# Principal Component Analysis using the Iris Dataset

[![Open in Layer](https://development.layer.co/assets/badge.svg)](https://app.layer.ai/douglas_mcilwraith/iris-pca/) [![Open in Colab](https://colab.research.google.com/assets/colab-badge.svg)](https://colab.research.google.com/github/layerai/examples/blob/main/pca-iris/iris-pca.ipynb) [![Layer Examples Github](https://badgen.net/badge/icon/github?icon=github&label)](https://github.com/layerai/examples/tree/main/pca_iris)
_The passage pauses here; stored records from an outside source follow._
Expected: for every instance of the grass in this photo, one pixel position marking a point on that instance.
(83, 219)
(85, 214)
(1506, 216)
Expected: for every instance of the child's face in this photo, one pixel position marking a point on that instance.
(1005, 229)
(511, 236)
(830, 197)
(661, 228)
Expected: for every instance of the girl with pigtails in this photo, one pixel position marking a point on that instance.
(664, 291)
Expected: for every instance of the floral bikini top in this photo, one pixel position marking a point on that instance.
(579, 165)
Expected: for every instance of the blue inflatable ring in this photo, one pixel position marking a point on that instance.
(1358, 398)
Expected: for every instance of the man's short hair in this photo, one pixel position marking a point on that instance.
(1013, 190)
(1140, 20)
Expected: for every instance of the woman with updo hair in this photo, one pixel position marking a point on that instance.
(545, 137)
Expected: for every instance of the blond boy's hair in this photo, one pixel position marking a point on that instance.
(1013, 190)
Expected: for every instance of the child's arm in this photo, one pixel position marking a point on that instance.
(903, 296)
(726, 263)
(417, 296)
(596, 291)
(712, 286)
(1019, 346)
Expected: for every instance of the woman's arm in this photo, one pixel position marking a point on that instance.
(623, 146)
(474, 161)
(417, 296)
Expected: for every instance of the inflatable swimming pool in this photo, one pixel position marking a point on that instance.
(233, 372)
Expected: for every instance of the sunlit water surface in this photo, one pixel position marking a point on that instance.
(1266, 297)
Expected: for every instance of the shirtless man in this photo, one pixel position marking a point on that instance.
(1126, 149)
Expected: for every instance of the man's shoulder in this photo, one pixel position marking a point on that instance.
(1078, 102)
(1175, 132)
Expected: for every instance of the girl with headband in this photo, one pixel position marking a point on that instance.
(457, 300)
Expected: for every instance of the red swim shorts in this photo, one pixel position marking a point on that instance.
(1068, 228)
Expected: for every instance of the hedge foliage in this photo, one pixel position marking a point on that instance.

We use the iris dataset to perform Principal Component Analysis (PCA). PCA is performed and the first two components are used to plot the iris data in two dimensions (down from the original four). We make use of `layer.log()` to plot the resultant graph under the associated resources for this model, this can be found [here](https://app.layer.ai/douglas_mcilwraith/iris-pca/models/iris-pca): 

Some code used with permission from: Douglas McIlwraith, Haralambos Marmanis, and Dmitry Babenko. 2016. Algorithms of the Intelligent Web (2nd. ed.). Manning Publications Co., USA.

In [None]:
!pip install layer -U

In [None]:
import layer
layer.login()

In [None]:
layer.init("iris-pca")

In [None]:
import numpy as np
import pandas as pd

from layer.decorators import model, dataset

from sklearn import decomposition
from sklearn import datasets

from itertools import cycle
import matplotlib.pyplot as pl

In [None]:
iris = datasets.load_iris()
iris_df = pd.DataFrame(data= np.c_[iris['data'], iris['target']], columns= iris['feature_names'] + ['target'])    

@dataset("iris-data")
def build():
    return iris_df

layer.run([build])

In [None]:
df_iris = layer.get_dataset("iris-data").to_pandas()
df_iris_X = df_iris.drop(columns=['target'])
df_iris_Y = df_iris['target']

In [None]:
@model("iris-pca")
def train():
    pca = decomposition.PCA(n_components=2)
    pca.fit(df_iris_X)
    
    targets = range(len(list(df_iris_Y.unique())))
    colors = cycle('rgb')
    markers = cycle('^+o')

    X = pca.transform(df_iris_X)

    for target,color,marker in zip(targets,colors,markers):
        pl.scatter(X[df_iris_Y==target,0],X[df_iris_Y==target,1],label=targets[target],c=color,marker=marker)
        pl.legend()
        
    layer.log({"PCA on iris":pl})
    
    return pca

layer.run([train])